Стихи о том, как мы с Татьяной Алферовой смотрим видео с записями «Пенсил‑клуба»
В комнате становится теплее. Или холоднее? Я никак Не пойму. И здесь, и на дисплее Разливаем водку и коньяк.
Постепенно стану переростком, – Путь во время неисповедим, Точно виртуальный – по бороздкам, Где просторы диска бороздим.
Мы смеемся. Те и эти трели Как кусочки жира в колбасе.

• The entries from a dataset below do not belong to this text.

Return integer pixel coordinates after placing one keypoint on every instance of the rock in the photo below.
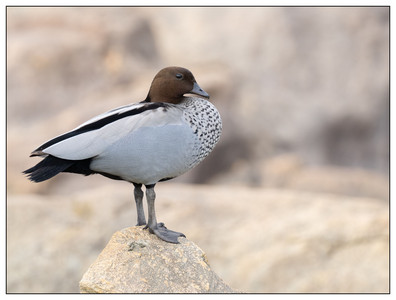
(258, 240)
(135, 261)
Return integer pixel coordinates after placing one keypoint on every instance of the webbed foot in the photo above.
(165, 234)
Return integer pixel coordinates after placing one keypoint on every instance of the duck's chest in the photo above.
(205, 122)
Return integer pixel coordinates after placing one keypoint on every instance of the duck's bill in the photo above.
(198, 91)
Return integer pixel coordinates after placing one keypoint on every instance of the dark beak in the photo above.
(198, 91)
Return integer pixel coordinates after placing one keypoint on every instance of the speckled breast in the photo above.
(205, 122)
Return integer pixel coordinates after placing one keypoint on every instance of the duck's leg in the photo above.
(158, 229)
(138, 193)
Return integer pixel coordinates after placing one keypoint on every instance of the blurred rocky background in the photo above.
(295, 196)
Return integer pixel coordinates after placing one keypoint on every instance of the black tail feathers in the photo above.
(48, 168)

Дело ведь не в том, что постарели, И не в том, что живы мы не все.
Дело в том, что прошлое, как воин, В плен берет, маячит за плечом, Потому что облик наш присвоен И в темницу диска заключен.
Мы не мы, а то, что отпустили Погулять на волю из тюрьмы, – Сообщенье в телеграфном стиле: «Хорошо сидим. Приветом. Мы».
Или в невозможное играем И идем на сумасшедший риск – Наблюдать за настоящим раем, Вписанным в блестящий этот диск?
Что же я, тоскуя, проору им – Нам, осуществившимся в былом, Там, где мы, бессмертные, пируем За огромным жертвенным столом?